For the rest, hosting takes money. People will not archive the entire internet for free and IPFS is not a magic wand which eliminates the need to have people like the skilled IA team. It could make their jobs easier but that’s far from “nearly complete” and no more or less pristine.

naasking · on Oct 18, 2021

It gives you the tools to build an archive.org equivalent using volunteer storage though, rather Than asking for monetary donations. All you need is a database of known content hashes and a database of volunteers and you randomly distribute content among volunteers and periodically ensure a minimum number of clients are replicating each known hash.

acdha · on Oct 18, 2021

“All you need” is only true at the highest level: IPFS gives you a great way to discover replicated content. It doesn't help you know that the list of known hashes is complete (consider how much work IA has spent making sure that they crawl sites completely enough to be able to replay complex JavaScript), handle the scale of that list (this is a VERY large database which updates constantly), or provide networked storage at a scale measured in the hundreds of petabytes.

Volunteer capacity at the scale of many petabytes of online storage is unproven and the long tail of accesses is enough that you're going to have to think not just about the high replication factor needed but also the bandwidth available to serve that content on a timely manner and rebuild a missing replica before another fails.
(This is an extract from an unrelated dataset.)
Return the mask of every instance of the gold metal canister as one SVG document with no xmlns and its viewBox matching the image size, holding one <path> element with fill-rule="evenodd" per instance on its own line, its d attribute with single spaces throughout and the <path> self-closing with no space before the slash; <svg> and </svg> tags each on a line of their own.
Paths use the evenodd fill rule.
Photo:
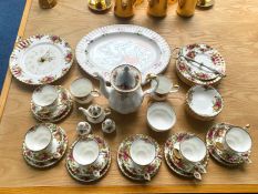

naasking · on Oct 18, 2021

> It doesn't help you know that the list of known hashes is complete

Right, which is why I said it would have to periodically scan the registered clients to ensure a minimum number of clients has each block to ensure redundancy.

> also the bandwidth available to serve that content on a timely manner and rebuild a missing replica before another fails.

I think a slow, cheap but reliable archive is better than "more expensive but lower latency", so I'm not particularly concerned with timeliness.

acdha · on Oct 18, 2021

> > It doesn't help you know that the list of known hashes is complete

> Right, which is why I said it would have to periodically scan the registered clients to ensure a minimum number of clients has each block to ensure redundancy.

That's the easy problem, not the hard one I was referring to: doing what IA does requires you to be able to crawl web resources and identify everything which needs to be available for a page snapshot to be usable. IPFS only helps with that in the sense that you can tell whether you have the same URL payload without requesting it — you still need to handle dynamic behaviour and that's most of the work.

> I think a slow, cheap but reliable archive is better than "more expensive but lower latency", so I'm not particularly concerned with timeliness.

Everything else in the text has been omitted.